Of all the virtues we can learn no trait is more useful, more essential for survival, and more likely to improve the quality of life than the ability to transform adversity into an enjoyable challenge. —Mihaly Csikszentmihalyi
Whenever I speak to kids about being a writer, one of them will invariably ask, “What do you like about writing?” Once, I shocked some poor kid by replying, “What makes you think I like it?” The fact is that I don’t like writing; I love writing. That makes it sound like I like it so much that I triple like it! That’s not what I mean. I mean that I love it the way I love my daughter—I love it even when it’s not behaving. I love it even when it’s frustrating. I love it unconditionally.
I explained to the students often, writing doesn’t seem like much fun. Eating ice cream is fun. Going to DisneyWorld is fun. “But writing,” I explained, “is a different kind of fun. Have you ever had a really hard math problem...one where you worked really hard on it and you figured it out? Or have you ever run really fast and really hard until you were out of breath? Writing is fun like those things are fun. It’s not easy fun. It’s hard fun.” The difficulty—the sense that mastery is always just at the edge of our ability—is what keeps it interesting.

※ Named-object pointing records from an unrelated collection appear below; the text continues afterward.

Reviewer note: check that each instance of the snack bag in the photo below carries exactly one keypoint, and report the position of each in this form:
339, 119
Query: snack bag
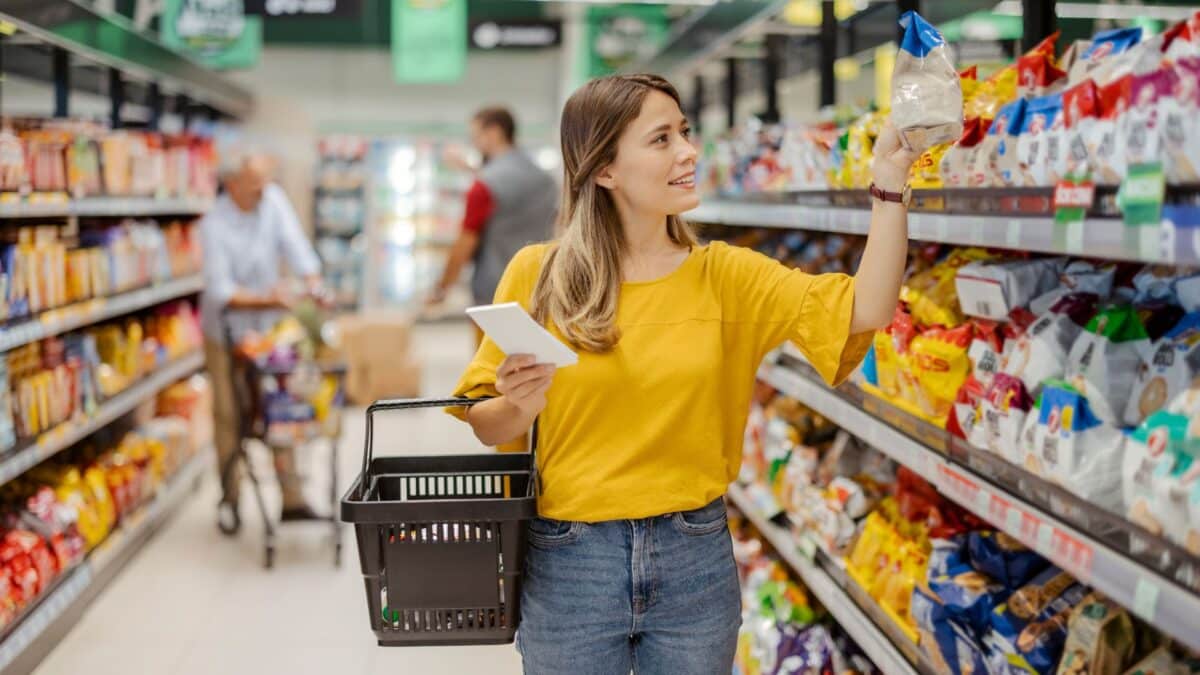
1001, 417
1032, 145
1173, 365
1000, 145
941, 365
1029, 631
1143, 126
1105, 145
1101, 639
927, 95
1181, 125
957, 160
1104, 46
1104, 360
1081, 113
1037, 72
994, 288
1074, 448
1041, 352
1155, 442
1003, 559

When I tell myself that I only have to write for a short time, I find that I often want to write longer.
Easy fun, like eating ice cream, is easy to initiate. It can be trickier to get ourselves to start on hard fun. Then again, hard fun is what leads to flow, the state in which the mind is so fully engaged that we lose our sense of self and forget what time it is. This is why it can be helpful to trick ourselves into starting. When I tell myself that I only have to write for a short time, I find that I often want to write longer. Because, by the time I’ve written for a few minutes, I’ve finally become interested in something. And nothing can stop a mind once it’s gotten curious.